Provided you store the videotape in your safe, you can even use this inventory as a substitute for the written version we discussed in the previous article, which, while thorough, is undoubtedly quite tedious to construct. Today's popular digital cameras can also do the job, although they don't give you the added advantage of adding a verbal inventory as you walk from room to room in your home. If you have a spouse and children, each family member has his or her own prized possessions and can offer the most through descriptions of them; so it's a good idea to allow each family member to have a turn with the camera, rather than tackling the entire house yourself. Once you're finished taping your video diary, make at least one copy, preferably two, and place them in the care of two different trusted friends or family members who reside elsewhere.
In your safe, you should store not only your videotape, but also your most important paperwork, which, in many cases, may prove to be more valuable than your belongings themselves.
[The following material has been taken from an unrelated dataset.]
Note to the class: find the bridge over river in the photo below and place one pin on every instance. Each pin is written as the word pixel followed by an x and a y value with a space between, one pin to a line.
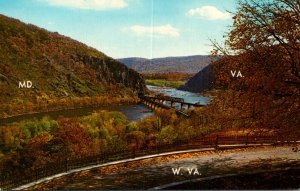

These documents include the title to your home, the deed, escrow and original copy of your homeowners' insurance; as well as your personal documentation, including your birth certificate, your will, passport, medical documents and a record of all of your credit cards and Social Security card. In addition, you'll need to store your tax information in your safe. Most homeowners' insurance companies recommend keeping your returns dated from the previous five years. If you're investing money for your future or that of your family's, store records of your holdings in your safe, along with your checking and savings account information and documents verifying your 401(k) and CDs. You'll also want to store your automobile records here, including a copy of your insurance policy, finance contract, registration and driver's license, as well as your certificate of ownership.
Even the most comprehensive homeowner's insurance policy won't serve your needs completely unless you take steps on your own to inventory and protect your belongings. And in the event of theft, a careful record of your possessions will help your chances of retrieving your valuables or at least be compensated for their loss. Your personal records are, in fact, your most valuable possession of all, helping you maximize the coverage you'll receive from your provider when you need it most.